Como a microbiota se desenvolve completamente nos três primeiros anos de vida, tudo que permeia o crescimento saudável causa consequências para toda a vida. “Se essa criança não se amamentar, não nasce de parto normal e usa muito antibióticos, a microbiota, a partir daí, já fica desequilibrada. Isso pode levar a um risco de doenças tanto intestinais quanto extraintestinais”, completa Barbuti. Enquanto adulto, pode-se alterar a microbiota e causar problemas devido a uma série de costumes, por exemplo, o uso de antibióticos. Ele explica que é possível tratar com suplementação probiótica, transplante de fezes e, principalmente, através de dieta. “Qualquer modificação que você faça na sua dieta pode causar um desequilíbrio, seja para o bem ou para o mal”, afirma o especialista.

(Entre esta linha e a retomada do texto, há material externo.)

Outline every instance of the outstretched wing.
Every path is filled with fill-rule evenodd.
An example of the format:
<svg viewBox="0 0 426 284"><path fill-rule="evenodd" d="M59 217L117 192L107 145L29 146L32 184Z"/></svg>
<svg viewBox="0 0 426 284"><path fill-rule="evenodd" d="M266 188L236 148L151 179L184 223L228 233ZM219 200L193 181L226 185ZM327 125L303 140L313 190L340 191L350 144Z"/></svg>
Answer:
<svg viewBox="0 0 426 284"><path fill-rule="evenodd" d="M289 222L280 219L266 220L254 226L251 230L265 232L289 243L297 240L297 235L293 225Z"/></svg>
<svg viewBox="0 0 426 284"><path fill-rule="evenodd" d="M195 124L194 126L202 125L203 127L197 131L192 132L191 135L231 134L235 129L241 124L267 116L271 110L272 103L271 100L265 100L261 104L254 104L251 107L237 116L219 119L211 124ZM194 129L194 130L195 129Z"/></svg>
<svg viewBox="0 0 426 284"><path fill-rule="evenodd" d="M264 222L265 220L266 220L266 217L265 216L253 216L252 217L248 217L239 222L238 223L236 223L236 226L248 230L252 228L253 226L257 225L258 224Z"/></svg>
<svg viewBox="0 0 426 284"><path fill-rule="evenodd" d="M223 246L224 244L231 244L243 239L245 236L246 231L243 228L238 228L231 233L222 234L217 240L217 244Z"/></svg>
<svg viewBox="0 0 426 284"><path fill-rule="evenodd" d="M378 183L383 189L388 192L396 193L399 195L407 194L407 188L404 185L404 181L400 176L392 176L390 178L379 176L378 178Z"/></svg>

O especialista explica que o intestino tem um mecanismo próprio de funcionamento. “A gente tem scanners no nosso intestino, que são capazes de reconhecer toda e qualquer bactéria que nós temos. Uma vez que eles percebam que não existe um equilíbrio entre as bactérias boas e as ruins, a informação é repassada ao sistema nervoso central, que vai modular e filtrar a informação e mandar uma resposta, alterando todos os sistemas do organismo.” Barbuti ainda revela que, por conta disso, há problemas com células que coordenam o sistema imunológico, levando a resfriados. Em outros casos, levam a problemas com a saúde mental. “Indivíduos deprimidos têm bactérias diferentes no intestino do que indivíduos não deprimidos. Esquizofrênicos e autistas também. Existem probióticos estritamente formulados para tratar depressão e ansiedade, entre outros.”

Algumas formas de manter a microbiota saudável são, além da questão do parto e amamentação, usar remédios, como os antibióticos, com prescrição e controle, manter atividades físicas e uma dieta equilibrada. E, como bem explica Barbuti, ir ao médico ao menor sinal de mudança. “Sempre que tiver algo diferente na saúde, ao invés de se automedicar, procure um médico para que ele possa orientar de forma adequada.”